We could have written the explanation proactively for the end users.
We are also having conversations with all our software and hardware suppliers to get their support for a longer time for our more recent products. On Fairphone 3, unfortunately, the manufacturer declined to offer us long-term commitment for firmware support.
Why wasn’t this issue included in the release notes?
We were aware of this issue before beginning the roll-out of the latest update, but failed to include it in the release notes. This is a major oversight and should not have happened. We realize that we need to be more proactive about how to communicate and present known issues/regressions and potential workarounds before releasing updates to the public.
That said, this only affects apps with higher security requirements, like banking apps. In general, you can keep using the fingerprint sensor normally.
If Fairphone was aware of this, why did you choose to release the update, anyways?
Some workarounds could be put in place, see the section “What do do for the affected users?”. This is not convenient for the users using the fingerprint sensor with some apps, but they can still use those apps, unlocking them via PIN/password. In this case, we prioritize continuing software support despite losing this feature.
If the fingerprint sensor is certified as “weak”, does this mean it is not safe to use / wasn’t safe to use before the Android update?
Android security requirements changed with Android 13, which require changes in the firmware of the fingerprint sensor. Because of the lack of this firmware update, the fingerprint sensor could not be qualified “Strong” anymore and “Strong” could be a prerequisite for some apps to use it, like the banking apps. Weak is one of the categories of the Android Compatibility Definition Document (CDD) which evaluates the security of a biometric implementation.

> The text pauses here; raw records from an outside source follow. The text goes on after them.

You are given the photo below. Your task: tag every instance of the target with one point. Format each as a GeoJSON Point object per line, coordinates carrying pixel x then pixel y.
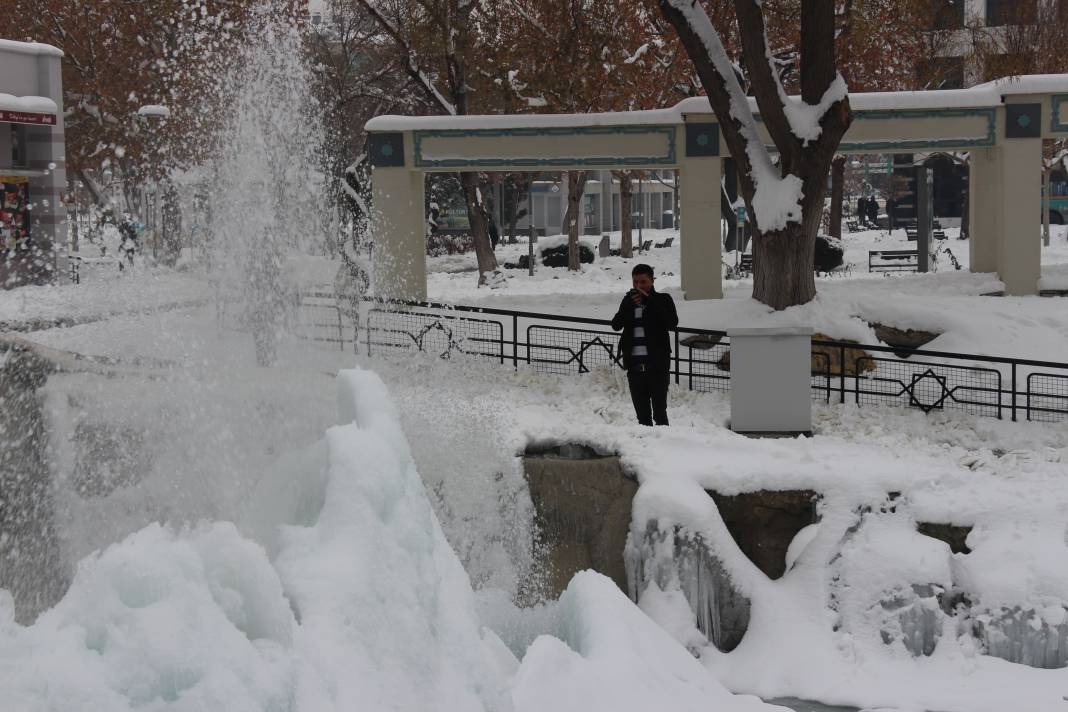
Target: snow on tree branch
{"type": "Point", "coordinates": [776, 200]}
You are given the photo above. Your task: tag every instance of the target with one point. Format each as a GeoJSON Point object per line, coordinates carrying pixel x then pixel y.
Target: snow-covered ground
{"type": "Point", "coordinates": [375, 566]}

The Biometric Class “weak” (called class 2) now is considered “secure” but not secured as the Strong level, see the Android specification (the table below describes each class for new Android devices). Biometric security is classified using the results from the architectural security and spoofability tests. A biometric implementation can be classified as either Class 3 (formerly Strong), Class 2, (formerly Weak), or Class 1 (formerly Convenience).

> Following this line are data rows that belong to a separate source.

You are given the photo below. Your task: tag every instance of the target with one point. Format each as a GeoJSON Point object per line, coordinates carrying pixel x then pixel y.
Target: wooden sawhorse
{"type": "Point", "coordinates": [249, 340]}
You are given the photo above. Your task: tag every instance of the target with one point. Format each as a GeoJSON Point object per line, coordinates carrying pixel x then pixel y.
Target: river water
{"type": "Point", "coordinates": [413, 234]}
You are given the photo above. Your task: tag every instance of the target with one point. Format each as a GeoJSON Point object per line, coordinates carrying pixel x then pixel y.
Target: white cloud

Will I no longer be able to access my banking app / other apps that I usually use the biometric login for?
All apps that offer biometric login also offer the option to login using your password or pin code. This issue, therefore, does not mean you will not be able to access your apps at all.
(When) will you fix this? Is there a workaround?
Fix not, workaround yes: Affected apps can still be unlocked via PIN/password, which is by default configured as a fallback option in any context that makes use of the fingerprint sensor.
(How) can I go back to Android 11 to get the functionality of the fingerprint sensor back?
Going back to Android 11 will not solve this issue: Android 11 will eventually run out of security support. Apps with high-security requirements won’t work anymore at that point – these will be more or less the same apps that require strong fingerprint security. As a temporary workaround, it is, however, possible to go back to Android 11. Please see https://support.fairphone.com/hc/en-us/articles/360048050332 for instructions on how to manually install older Android versions.
Will the fingerprint sensor on the Fairphone 4 stop working as well, once the Fairphone 4 receives the Android 13 update?
No, as the fingerprint manufacturer for the Fairphone 4 didn’t drop the support. We’re also already preparing now to avoid similar situations for Fairphone 4 as much as possible.
I use another alternative operating system on my Fairphone 3/3+. Will this issue affect me as well?
Yes. Alternative operating systems all use the same fingerprint firmware as our official software, since there is no alternative or open source firmware available for Fairphone 3’s sensor. Therefore, in terms of fingerprint detection and spoofing security (reproducing someone else’s fingerprint), other systems will be as secure as our official one.